November 2022 Volume 4
EQUIPMENT & TECHNOLOGY
Decarbonization through Heat Recovery and Hydrogen Fuels From a decarbonization perspective, heat recovery provides a significant benefit in that it simultaneously decreases CO2 emissions and fuel cost by improving process efficiency. Furnace efficiency can be expressed in terms of percent available heat, which represents the best possible furnace efficiency. %Available Heat = available heat ⁄gross heat input
The Sankey Diagram in Figure 3 shows that available heat is equal to the gross heat input minus all flue gas losses. It represents the sum of the heat to the load and all other losses. By extracting energy from the exhaust gases and using it to preheat the combustion air or furnace load, heat recovery minimizes the amount of gross heat input required, and, therefore, increases the percent available heat of the process.
Figure 3: Sankey Diagram showing the heat balance in a furnace.

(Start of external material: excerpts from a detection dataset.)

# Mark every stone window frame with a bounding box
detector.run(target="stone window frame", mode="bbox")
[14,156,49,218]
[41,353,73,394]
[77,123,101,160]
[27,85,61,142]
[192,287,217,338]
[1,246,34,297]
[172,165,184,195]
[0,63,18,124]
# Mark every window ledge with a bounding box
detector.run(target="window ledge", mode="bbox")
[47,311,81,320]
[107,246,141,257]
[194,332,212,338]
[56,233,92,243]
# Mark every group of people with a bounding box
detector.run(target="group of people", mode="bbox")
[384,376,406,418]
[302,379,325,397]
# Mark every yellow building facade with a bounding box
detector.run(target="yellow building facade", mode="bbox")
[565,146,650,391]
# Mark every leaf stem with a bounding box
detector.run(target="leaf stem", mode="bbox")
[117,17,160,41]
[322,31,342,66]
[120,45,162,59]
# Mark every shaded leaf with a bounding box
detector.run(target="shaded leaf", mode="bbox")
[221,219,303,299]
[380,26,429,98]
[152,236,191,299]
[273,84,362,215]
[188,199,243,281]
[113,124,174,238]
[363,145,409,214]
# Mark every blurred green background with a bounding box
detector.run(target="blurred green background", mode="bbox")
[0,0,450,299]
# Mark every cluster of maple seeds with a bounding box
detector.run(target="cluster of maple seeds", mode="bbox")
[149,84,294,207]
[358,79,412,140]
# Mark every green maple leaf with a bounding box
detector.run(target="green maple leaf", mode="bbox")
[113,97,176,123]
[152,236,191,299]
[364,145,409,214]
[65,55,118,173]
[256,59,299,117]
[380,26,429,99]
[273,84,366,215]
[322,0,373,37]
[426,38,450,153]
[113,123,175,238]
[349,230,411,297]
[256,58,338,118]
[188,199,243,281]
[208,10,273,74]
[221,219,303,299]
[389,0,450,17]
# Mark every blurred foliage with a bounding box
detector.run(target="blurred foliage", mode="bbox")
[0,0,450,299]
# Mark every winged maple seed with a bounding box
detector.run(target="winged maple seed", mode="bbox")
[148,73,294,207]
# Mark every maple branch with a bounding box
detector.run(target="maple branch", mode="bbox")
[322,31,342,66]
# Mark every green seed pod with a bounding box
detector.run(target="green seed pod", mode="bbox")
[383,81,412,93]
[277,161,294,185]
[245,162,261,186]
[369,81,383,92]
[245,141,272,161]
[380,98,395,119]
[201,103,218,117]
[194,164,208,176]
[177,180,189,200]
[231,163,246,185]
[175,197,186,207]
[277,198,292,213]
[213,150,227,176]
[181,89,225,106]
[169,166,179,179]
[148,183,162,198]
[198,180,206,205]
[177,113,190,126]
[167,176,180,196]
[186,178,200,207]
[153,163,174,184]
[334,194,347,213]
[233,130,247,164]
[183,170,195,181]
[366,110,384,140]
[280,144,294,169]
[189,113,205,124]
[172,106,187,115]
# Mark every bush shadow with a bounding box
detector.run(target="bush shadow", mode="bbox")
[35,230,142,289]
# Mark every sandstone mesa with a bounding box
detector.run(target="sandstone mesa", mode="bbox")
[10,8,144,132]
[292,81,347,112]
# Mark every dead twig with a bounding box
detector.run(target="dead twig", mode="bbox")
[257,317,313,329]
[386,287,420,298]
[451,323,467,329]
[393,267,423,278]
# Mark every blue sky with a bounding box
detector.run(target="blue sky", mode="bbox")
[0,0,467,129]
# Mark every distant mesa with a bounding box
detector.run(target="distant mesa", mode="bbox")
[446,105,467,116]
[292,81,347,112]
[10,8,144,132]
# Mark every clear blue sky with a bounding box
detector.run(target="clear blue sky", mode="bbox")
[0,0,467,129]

Regenerative burners use heat recovery to provide up to a 45% decrease in fuel consumption and CO2 emissions compared to a cold air, natural gas system. Achieving the same reduction in CO2 emissions without heat recovery would require 72% hydrogen by volume blended with natural gas. Regenerative burners can be retrofitted to an existing furnace. However, if the goal is to eliminate all CO2 emissions from the combustion system, hydrogen will eventually need to be introduced. The most significant benefit of regenerative burners is the reduction in fuel consumption, which results in lower CO2 emissions as well
as improved fuel costs. Figure 4 compares the cost range of CO2 reduction with hydrogen fuels on a cold air system (purple) and the cost range of CO2 reduction with hydrogen fuels on a regenerative system (grey). With relatively minimal hydrogen blending, regenerative burners can provide a significant decrease in CO2 emissions. For example, a hydrogen blend having a median fuel cost of $30 per MMBtu (million BTU) available to the process would improve CO2 emissions by about 10% for a cold air system but 65% for a regenerative system. Furthermore, as the level of hydrogen in the fuel increases, high efficiency regenerative burners mitigate the progressively high fuel cost.
Figure 4: Comparison of fuel operating expense with cold air and North American TwinBed® II regenerative hydrogen-fired combustion systems.